Mit trommelnden Herzen blickte Anna auf den leuchtenden Bildschirm ihres Handys. Es war Mitternacht, die Dunkelheit in ihrem kleinen, aber gemütlichen Apartment war fast völlig, bis auf den schwachen Lichtschein vom Stadtzentrum her draußen. Ihr Smartphone klingelte, der Bildschirm brannte unheimlich blau in der grundlegenden Dunkelheit. ‚Unbekannte Nummer‘, stand dort. Mit zögerlicher Hand griff sie nach dem Gerät, ihr Pulsschlag dröhnte in ihren Ohren.
„Hallo?“, stammelte sie in das kühle Plastik. Nur Stille antwortete ihr, ein dumpfes Rauschen wie das ferne Flüstern eines endlosen Ozeans. „Hallo?“, versuchte sie erneut, lauter diesmal. Ein knacken, dann, eine Stimme.
Es klang wie eine Aufnahme, rau und voll künstlicher Echoeffekte, fast unverständlich und doch merkwürdig familiär. „Kommt… uns finden…“, die Stimme war abgehackt, ein Geisterlamento, das Anna in Mark und Bein erschütterte.
Sie wollte auflegen, wollte das gruselige Spiel beenden, aber irgendetwas hielt sie davon ab. Die Stimme… sie erinnerte sie an jemanden, jemanden der ihr sehr wichtig war.
Anna’s Verstand versuchte verzweifelt, das Rätsel zu lösen, während die Stimme weiterhin murmelte, dumpfe Drohungen aus einem Grab in ihrem Ohr hinterließ. „Kommt…. uns finden… Emily…

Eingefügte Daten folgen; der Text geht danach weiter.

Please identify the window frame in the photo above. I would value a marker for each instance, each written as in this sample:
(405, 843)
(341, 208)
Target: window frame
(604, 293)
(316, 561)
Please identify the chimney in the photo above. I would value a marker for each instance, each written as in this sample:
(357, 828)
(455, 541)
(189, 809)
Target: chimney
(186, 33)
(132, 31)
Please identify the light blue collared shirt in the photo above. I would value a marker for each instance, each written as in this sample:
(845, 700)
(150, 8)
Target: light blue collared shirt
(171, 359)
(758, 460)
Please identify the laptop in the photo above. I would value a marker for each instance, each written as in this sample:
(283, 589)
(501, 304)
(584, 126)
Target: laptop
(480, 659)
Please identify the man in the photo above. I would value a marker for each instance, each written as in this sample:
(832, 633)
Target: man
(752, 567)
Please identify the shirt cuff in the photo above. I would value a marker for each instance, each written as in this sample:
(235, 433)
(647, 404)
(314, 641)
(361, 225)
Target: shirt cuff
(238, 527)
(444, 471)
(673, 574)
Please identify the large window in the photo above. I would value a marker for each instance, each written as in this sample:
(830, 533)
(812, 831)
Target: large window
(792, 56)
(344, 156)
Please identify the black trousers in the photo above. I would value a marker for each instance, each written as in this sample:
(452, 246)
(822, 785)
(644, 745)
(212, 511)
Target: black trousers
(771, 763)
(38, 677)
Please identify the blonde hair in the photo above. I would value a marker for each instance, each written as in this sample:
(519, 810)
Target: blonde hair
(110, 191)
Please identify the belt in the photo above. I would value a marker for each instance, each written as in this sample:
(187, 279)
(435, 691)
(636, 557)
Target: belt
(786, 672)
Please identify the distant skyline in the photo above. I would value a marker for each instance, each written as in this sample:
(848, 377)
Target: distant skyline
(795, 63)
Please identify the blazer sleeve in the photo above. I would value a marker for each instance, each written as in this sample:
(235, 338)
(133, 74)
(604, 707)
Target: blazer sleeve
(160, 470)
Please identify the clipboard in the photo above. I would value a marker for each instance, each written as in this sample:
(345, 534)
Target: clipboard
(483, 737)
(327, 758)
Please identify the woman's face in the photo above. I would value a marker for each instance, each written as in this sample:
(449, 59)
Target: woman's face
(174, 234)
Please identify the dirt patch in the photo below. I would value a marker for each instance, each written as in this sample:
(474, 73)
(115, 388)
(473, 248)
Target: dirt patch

Ein kalter Schauer lief ihr über den Rücken. Emily. Der Name ihrer Schwester, die seit Monaten vermisst wurde. Sie waren Zwillinge, unzertrennliche Seelen in zwei Körpern. Emily’s Verschwinden hatte ein Loch in Anna’s Leben gerissen, das sie nicht zu schließen vermochte.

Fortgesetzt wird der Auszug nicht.